All three servers reproduce the same COMRESET failed (errno=-16) error, the dmesg is shown below:
root@server3:~# dmesg | grep ata
[ 0.000000] BIOS-e820: [mem 0x00000000bc855000-0x00000000bc85dfff] ACPI data
[ 0.000000] Memory: 16256600K/16690700K available (12300K kernel code, 2480K rwdata, 4288K rodata, 2424K init, 2416K bss, 434100K reserved, 0K cma-reserved)
[ 0.082500] libata version 3.00 loaded.
[ 1.034853] scsi host0: ata_generic
[ 1.034995] scsi host1: ata_generic
[ 1.035018] ata1: PATA max UDMA/100 cmd 0xf130 ctl 0xf120 bmdma 0xf0f0 irq 18
[ 1.035020] ata2: PATA max UDMA/100 cmd 0xf110 ctl 0xf100 bmdma 0xf0f8 irq 18
[ 1.388146] Write protecting the kernel read-only data: 20480k
[ 1.705685] ata3: SATA max UDMA/133 abar m2048@0xfb925000 port 0xfb925100 irq 29
[ 1.705686] ata4: DUMMY
[ 1.705687] ata5: DUMMY
[ 1.705689] ata6: SATA max UDMA/133 abar m2048@0xfb925000 port 0xfb925280 irq 29
[ 1.705691] ata7: SATA max UDMA/133 abar m2048@0xfb925000 port 0xfb925300 irq 29
[ 1.705693] ata8: SATA max UDMA/133 abar m2048@0xfb925000 port 0xfb925380 irq 29
[ 2.019178] ata3: SATA link up 6.0 Gbps (SStatus 133 SControl 300)
[ 2.019210] ata8: SATA link down (SStatus 0 SControl 300)
[ 2.019299] ata7: SATA link down (SStatus 0 SControl 300)
[ 2.021069] ata3.00: supports DRM functions and may not be fully accessible
[ 2.022174] ata3.00: ATA-11: Samsung SSD 860 EVO 250GB, RVT01B6Q, max UDMA/133
[ 2.022177] ata3.00: 488397168 sectors, multi 1: LBA48 NCQ (depth 31/32), AA
[ 2.024940] ata3.00: supports DRM functions and may not be fully accessible
[ 2.028079] ata3.00: configured for UDMA/133
[ 2.028634] ata3.00: Enabling discard_zeroes_data
[ 2.028838] ata3.00: Enabling discard_zeroes_data
[ 2.030182] ata3.00: Enabling discard_zeroes_data
[ 7.056067] ata6: link is slow to respond, please be patient (ready=0)
[ 11.736068] ata6: COMRESET failed (errno=-16)
[ 17.088068] ata6: link is slow to respond, please be patient (ready=0)

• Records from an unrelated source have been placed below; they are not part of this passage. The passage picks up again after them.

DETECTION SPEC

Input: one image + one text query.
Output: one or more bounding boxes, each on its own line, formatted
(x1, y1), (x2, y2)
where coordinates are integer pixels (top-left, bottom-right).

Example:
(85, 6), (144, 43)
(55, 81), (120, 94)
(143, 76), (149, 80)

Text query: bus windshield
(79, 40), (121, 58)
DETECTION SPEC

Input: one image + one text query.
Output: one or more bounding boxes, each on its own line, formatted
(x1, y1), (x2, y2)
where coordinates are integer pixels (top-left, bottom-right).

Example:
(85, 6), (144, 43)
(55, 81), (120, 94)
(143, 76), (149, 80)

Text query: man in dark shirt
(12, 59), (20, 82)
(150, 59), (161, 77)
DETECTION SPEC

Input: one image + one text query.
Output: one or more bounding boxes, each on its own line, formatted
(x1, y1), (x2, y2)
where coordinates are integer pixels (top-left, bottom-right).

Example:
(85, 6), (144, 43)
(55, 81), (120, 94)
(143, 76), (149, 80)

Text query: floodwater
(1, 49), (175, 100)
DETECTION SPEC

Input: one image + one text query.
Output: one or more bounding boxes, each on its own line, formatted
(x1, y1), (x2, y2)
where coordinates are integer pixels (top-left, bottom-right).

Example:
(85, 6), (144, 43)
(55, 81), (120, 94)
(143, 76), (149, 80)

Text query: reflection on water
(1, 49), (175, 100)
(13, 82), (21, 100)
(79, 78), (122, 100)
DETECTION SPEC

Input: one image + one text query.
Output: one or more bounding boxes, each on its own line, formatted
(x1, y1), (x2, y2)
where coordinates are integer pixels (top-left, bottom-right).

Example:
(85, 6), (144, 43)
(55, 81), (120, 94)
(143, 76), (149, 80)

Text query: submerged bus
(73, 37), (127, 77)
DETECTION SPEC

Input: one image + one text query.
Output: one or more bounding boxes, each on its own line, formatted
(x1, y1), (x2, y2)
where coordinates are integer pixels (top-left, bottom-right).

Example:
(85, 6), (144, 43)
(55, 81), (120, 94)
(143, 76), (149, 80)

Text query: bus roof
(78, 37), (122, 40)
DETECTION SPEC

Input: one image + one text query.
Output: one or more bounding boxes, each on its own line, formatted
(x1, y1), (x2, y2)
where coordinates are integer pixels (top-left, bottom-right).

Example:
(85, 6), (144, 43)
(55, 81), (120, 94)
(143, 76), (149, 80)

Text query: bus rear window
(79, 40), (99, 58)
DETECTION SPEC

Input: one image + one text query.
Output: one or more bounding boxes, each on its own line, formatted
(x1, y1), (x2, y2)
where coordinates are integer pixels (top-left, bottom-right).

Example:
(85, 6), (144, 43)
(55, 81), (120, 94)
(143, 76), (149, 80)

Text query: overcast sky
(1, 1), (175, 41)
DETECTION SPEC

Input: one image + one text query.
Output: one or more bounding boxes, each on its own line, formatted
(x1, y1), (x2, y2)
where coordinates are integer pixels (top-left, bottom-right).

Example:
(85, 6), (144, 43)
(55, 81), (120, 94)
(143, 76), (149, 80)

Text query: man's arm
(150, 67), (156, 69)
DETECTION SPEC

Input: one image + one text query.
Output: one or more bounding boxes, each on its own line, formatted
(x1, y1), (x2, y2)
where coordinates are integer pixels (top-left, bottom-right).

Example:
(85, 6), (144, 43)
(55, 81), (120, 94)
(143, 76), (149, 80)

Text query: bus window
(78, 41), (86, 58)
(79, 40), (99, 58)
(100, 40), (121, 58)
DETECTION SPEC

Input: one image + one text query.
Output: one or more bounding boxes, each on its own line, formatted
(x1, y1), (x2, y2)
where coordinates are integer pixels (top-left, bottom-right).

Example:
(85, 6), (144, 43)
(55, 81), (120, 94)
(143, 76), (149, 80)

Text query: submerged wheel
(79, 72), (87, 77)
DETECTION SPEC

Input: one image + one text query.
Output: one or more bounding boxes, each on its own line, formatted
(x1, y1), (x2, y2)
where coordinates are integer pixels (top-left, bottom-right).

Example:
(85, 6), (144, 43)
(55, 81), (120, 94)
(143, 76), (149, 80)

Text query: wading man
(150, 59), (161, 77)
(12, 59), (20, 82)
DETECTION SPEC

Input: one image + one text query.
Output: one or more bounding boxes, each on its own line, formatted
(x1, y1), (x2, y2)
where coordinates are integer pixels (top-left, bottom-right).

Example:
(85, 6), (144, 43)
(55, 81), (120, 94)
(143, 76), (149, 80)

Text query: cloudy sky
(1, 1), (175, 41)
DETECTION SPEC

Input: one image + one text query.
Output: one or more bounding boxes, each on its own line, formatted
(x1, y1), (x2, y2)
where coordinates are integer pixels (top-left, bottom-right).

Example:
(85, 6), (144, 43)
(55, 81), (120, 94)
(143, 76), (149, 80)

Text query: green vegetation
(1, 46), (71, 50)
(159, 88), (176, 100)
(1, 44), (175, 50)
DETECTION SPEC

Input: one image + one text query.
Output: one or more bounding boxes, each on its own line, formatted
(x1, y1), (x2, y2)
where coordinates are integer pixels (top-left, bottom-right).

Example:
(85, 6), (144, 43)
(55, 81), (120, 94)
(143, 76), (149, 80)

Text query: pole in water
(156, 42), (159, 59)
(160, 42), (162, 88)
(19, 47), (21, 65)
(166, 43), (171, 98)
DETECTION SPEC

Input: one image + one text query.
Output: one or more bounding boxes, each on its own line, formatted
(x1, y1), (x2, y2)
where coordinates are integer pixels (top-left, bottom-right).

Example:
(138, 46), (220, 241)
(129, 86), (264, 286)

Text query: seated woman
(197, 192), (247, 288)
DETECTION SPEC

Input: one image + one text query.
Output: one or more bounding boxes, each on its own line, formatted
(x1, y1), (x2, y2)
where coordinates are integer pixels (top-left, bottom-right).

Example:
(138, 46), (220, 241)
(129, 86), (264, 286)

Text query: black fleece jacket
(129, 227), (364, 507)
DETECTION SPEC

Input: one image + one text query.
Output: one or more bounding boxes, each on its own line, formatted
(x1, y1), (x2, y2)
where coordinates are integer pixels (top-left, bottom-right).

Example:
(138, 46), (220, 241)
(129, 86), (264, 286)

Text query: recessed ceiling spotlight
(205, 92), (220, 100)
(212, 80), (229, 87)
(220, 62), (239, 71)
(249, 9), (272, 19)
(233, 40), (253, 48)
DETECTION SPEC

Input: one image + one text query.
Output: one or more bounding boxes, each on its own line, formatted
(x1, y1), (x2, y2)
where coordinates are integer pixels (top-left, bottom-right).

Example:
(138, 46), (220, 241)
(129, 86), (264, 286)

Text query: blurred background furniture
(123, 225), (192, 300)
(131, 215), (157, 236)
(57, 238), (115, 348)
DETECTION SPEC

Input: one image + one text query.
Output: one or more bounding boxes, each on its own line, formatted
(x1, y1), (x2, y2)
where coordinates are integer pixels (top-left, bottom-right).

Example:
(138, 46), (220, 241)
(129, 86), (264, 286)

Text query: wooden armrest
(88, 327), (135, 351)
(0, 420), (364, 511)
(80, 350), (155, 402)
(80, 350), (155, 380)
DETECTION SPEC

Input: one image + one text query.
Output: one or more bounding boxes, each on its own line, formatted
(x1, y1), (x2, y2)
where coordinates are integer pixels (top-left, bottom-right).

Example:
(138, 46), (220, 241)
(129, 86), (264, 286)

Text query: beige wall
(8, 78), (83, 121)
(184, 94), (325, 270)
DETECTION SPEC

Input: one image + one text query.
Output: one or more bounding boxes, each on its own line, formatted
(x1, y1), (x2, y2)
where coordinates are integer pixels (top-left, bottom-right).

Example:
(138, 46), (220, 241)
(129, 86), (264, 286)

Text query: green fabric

[ 19.788080] ata6: SATA link up 3.0 Gbps (SStatus 123 SControl 300)
[ 19.788376] ata6.00: failed to IDENTIFY (INIT_DEV_PARAMS failed, err_mask=0x80)
[ 30.148069] ata6: link is slow to respond, please be patient (ready=0)
[ 34.828070] ata6: COMRESET failed (errno=-16)
[ 40.180071] ata6: link is slow to respond, please be patient (ready=0)
[ 42.520085] ata6: SATA link up 3.0 Gbps (SStatus 123 SControl 300)
[ 42.520377] ata6.00: failed to IDENTIFY (INIT_DEV_PARAMS failed, err_mask=0x80)
[ 42.520381] ata6: limiting SATA link speed to 1.5 Gbps
[ 52.932072] ata6: link is slow to respond, please be patient (ready=0)
[ 57.612072] ata6: COMRESET failed (errno=-16)
[ 62.964072] ata6: link is slow to respond, please be patient (ready=0)
[ 65.304083] ata6: SATA link up 1.5 Gbps (SStatus 113 SControl 310)
[ 65.304380] ata6.00: failed to IDENTIFY (INIT_DEV_PARAMS failed, err_mask=0x80)
[ 75.716074] ata6: link is slow to respond, please be patient (ready=0)
[ 80.396074] ata6: COMRESET failed (errno=-16)
[ 85.748075] ata6: link is slow to respond, please be patient (ready=0)
[ 87.968086] ata6: SATA link up 1.5 Gbps (SStatus 113 SControl 310)
[ 88.402834] EXT4-fs (dm-1): mounted filesystem with ordered data mode. Opts: (null)
[ 88.783893] systemd[1]: Listening on LVM2 metadata daemon socket.
root@server3:~#
The disc is not shown under /dev/sd*
Server hardware:
- Server 1: i7 7700, ASRock Z270-PRO4, Corsair 16GB RAM
- Server 2: i5 4590, ASRock Z87-EXTREME3, Corsair 8GB RAM
- Server 3: i5 2400, Intel BLKDQ67SWB3, Kingston 16GB RAM
Searching the web, an Ubuntu bug and possible patch has been posted here:
Search for: Linux 4.15 and onwards fails to initialize some hard drives (new users aren't allowed to post external links)
We have yet to test the patch in a Proxmox VE system (we don't currently have a test system on hand, and we're reluctant to build and apply a custom kernel on our three production servers).
Has anyone else come across this bug?
Other Western Digital HDDs do not appear to be affected, as we have several WD Gold and WD Purple HDDs deployed in the three servers.